What is the best way (better performance) to read a specific line of a file? Currently, I'm using the following command line:
head -line_number file_name | tail -1
ps.: preferentially, using shell tools.
+1
A:
You could use sed.
# print line number 10
$ sed -n '10p' file_name
$ sed '10!d' file_name
$ sed '10q;d' file_name
The MYYN
2010-09-22 01:04:08
On my system, your last example is generally faster than the awk, head/tail or ruby versions unless the line is near the end of the file.
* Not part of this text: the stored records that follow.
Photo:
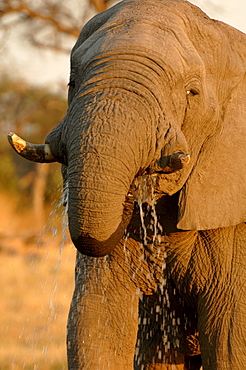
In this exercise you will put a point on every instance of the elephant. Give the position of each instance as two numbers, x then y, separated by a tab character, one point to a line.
153	155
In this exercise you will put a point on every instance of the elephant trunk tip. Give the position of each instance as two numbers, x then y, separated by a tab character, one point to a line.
90	246
179	160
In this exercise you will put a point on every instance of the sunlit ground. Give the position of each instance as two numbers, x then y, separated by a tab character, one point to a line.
36	288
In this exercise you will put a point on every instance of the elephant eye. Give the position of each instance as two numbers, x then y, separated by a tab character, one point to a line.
191	92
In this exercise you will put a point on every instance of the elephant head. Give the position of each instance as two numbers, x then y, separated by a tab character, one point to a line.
152	85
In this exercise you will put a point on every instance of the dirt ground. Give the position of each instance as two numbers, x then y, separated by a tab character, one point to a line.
36	272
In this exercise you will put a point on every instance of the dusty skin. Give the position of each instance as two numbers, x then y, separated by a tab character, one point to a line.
162	284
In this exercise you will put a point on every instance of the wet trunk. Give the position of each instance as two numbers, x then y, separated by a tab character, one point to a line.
104	157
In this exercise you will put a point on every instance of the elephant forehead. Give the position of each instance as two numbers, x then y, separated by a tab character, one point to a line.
155	38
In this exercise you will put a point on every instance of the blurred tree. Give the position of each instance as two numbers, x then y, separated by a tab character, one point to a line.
31	112
50	23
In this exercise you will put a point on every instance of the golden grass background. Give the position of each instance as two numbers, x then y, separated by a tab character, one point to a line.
36	286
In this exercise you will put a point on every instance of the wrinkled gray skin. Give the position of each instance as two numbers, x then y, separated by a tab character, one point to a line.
148	78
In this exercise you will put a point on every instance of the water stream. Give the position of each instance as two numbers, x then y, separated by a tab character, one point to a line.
160	317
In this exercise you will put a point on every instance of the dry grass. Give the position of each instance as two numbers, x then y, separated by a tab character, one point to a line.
36	288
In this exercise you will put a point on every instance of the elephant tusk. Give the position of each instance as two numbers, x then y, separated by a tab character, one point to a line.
32	152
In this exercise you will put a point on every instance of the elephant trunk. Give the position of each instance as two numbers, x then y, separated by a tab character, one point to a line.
102	165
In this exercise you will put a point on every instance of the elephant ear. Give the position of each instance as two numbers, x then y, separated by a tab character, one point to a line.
215	192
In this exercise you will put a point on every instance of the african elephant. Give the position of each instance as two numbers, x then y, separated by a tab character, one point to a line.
153	151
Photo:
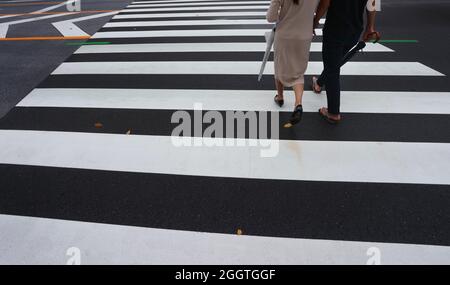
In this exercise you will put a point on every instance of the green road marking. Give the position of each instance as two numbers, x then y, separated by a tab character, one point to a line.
398	41
88	43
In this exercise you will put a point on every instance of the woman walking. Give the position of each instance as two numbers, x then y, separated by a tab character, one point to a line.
293	36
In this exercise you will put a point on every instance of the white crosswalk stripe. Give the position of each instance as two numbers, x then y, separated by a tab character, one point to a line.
106	115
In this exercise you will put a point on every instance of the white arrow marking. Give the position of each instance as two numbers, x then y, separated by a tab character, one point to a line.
5	26
67	28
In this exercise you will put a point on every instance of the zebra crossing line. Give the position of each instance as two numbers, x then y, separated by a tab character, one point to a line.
386	186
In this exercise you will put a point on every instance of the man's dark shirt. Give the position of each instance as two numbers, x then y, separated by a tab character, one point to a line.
345	17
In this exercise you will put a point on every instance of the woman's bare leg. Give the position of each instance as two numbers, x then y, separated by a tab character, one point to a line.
298	89
280	89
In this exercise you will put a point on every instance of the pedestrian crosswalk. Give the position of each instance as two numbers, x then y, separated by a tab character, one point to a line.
93	143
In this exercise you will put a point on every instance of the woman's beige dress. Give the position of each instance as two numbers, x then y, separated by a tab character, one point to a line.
293	38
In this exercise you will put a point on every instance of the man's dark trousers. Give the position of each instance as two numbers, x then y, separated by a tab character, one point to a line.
334	48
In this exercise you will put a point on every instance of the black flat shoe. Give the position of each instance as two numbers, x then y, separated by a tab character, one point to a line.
279	102
296	117
327	118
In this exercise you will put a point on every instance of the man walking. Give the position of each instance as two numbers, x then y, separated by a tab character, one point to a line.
343	28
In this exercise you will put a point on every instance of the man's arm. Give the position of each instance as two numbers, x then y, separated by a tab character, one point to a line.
321	10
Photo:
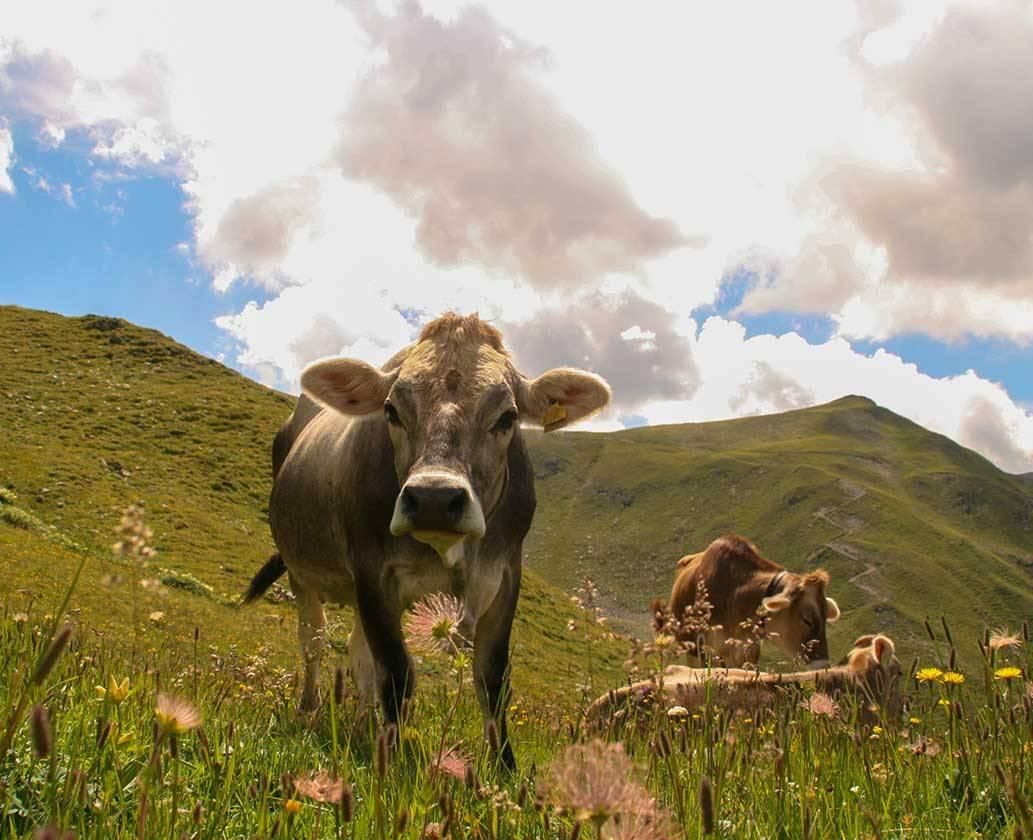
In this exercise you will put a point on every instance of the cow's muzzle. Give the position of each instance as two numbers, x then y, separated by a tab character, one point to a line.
438	508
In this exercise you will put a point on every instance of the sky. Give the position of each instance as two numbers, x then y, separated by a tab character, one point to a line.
723	209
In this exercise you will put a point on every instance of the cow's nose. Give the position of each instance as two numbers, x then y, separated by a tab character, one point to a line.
434	506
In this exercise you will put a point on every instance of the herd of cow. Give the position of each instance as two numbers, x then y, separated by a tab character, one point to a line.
395	483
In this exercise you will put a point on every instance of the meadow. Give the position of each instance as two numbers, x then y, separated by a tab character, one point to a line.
167	711
113	738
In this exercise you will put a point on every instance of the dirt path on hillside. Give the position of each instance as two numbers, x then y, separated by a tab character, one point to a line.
849	525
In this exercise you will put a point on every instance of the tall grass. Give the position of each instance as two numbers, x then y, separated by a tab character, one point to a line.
956	765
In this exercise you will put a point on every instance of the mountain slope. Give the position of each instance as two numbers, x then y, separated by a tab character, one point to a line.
98	413
908	523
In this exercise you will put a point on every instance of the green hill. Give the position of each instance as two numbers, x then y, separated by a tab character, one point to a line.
97	413
908	523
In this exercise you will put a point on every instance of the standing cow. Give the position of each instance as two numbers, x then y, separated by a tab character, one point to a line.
396	483
742	584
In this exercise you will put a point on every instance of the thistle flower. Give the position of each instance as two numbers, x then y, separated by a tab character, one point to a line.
820	705
321	787
450	761
176	715
433	625
1001	639
593	782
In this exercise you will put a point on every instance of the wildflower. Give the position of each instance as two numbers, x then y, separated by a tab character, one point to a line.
321	787
593	781
176	715
116	691
1001	639
820	705
450	761
433	624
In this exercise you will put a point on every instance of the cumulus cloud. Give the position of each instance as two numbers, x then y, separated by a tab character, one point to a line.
456	125
740	375
631	342
959	220
6	157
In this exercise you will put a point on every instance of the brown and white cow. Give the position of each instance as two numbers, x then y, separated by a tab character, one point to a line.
396	483
742	584
870	673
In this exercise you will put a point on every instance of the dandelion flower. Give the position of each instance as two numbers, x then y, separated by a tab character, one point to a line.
321	787
176	715
820	705
116	691
1001	639
433	624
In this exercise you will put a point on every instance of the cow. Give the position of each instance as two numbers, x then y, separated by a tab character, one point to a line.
870	673
410	479
741	584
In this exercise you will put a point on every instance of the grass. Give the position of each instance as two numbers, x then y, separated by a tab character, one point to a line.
99	414
103	755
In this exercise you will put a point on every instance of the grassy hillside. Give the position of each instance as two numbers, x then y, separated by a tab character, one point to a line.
98	413
908	523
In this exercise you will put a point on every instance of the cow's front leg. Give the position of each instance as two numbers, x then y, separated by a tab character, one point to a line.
381	620
491	660
312	635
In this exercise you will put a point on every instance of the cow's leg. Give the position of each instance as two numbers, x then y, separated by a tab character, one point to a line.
381	620
363	669
491	659
312	635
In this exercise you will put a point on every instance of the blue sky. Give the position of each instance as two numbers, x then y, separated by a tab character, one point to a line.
393	164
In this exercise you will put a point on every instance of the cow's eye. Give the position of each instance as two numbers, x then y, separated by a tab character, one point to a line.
505	423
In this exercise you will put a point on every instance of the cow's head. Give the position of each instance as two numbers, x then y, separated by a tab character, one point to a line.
799	613
877	672
452	402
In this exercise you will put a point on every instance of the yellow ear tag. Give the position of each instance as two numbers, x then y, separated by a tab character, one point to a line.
556	415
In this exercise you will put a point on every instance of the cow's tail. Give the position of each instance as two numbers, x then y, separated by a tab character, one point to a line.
264	579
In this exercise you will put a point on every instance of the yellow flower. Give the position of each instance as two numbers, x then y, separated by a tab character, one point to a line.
118	691
176	715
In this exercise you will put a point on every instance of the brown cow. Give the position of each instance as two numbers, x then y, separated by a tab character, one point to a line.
396	483
871	673
741	584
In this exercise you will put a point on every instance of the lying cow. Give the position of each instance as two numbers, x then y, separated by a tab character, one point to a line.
396	483
871	673
741	584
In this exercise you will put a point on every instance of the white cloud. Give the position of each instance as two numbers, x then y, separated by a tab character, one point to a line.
761	374
6	157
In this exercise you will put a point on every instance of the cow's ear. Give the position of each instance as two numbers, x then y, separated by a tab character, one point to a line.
347	385
776	603
832	610
562	396
883	648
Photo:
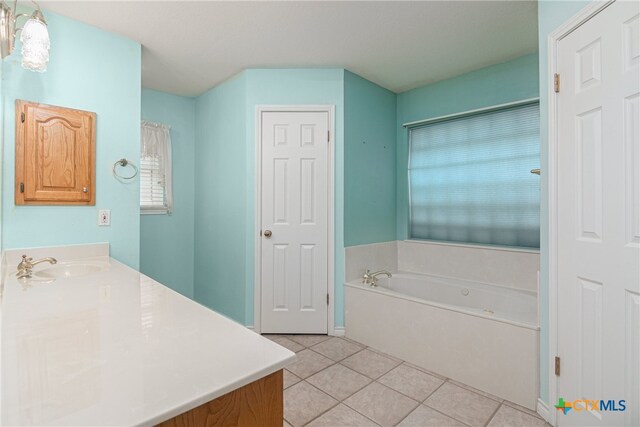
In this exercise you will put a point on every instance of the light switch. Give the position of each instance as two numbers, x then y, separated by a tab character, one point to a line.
104	217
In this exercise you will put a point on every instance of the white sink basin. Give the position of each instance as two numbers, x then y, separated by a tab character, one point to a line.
60	271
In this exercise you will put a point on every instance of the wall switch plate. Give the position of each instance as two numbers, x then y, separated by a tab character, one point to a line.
104	217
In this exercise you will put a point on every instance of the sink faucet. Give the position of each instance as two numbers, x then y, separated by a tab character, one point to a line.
371	279
25	266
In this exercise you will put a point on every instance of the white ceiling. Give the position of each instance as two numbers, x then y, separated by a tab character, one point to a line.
191	46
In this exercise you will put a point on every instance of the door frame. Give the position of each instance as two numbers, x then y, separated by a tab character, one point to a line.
553	40
257	303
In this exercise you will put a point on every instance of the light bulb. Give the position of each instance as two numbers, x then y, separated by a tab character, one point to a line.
35	43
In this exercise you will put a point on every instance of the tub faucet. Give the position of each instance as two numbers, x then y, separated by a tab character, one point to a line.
25	266
371	279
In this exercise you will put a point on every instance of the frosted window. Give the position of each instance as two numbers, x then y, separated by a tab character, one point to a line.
155	168
470	180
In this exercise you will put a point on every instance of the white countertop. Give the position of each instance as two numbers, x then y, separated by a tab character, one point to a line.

Only the tail/head version begins to get a little faster as the line approaches the end of the file.
Dennis Williamson
2010-09-22 05:43:41
If the file is huge, you don't want to read the rest of it needlessly, so exit.
glenn jackman
2010-09-23 13:01:30
+1
A:
If you know the lines are the same length, then a program could directly index in to that line without reading all the preceeding ones: something like od might be able to do that, or you could code it up in half a dozen lines in most-any language. Look for a function called seek() or fseek().
Otherwise, perhaps...
tail +N | head -1
...as this asks tail to skip to the Nth line, and there are less lines put needlessly through the pipe than with your head to tail solution.
Tony
2010-09-22 04:16:53
@Dennis: are you sure? With all the head implementations I've ever seen `head 1` would try to find a file called "1". I've double-checked on GNU/Linux and it's definitely `head -1`. Which version of head do you use?
Tony
2010-09-22 06:56:13
Oh, sorry, GNU `head` insists on `-n` so `head -n 1`. I typoed my comment. With a `-n -1` GNU `head` outputs all but the last line rather than just the first. Version: head (GNU coreutils) 7.4
Dennis Williamson
2010-09-22 10:41:52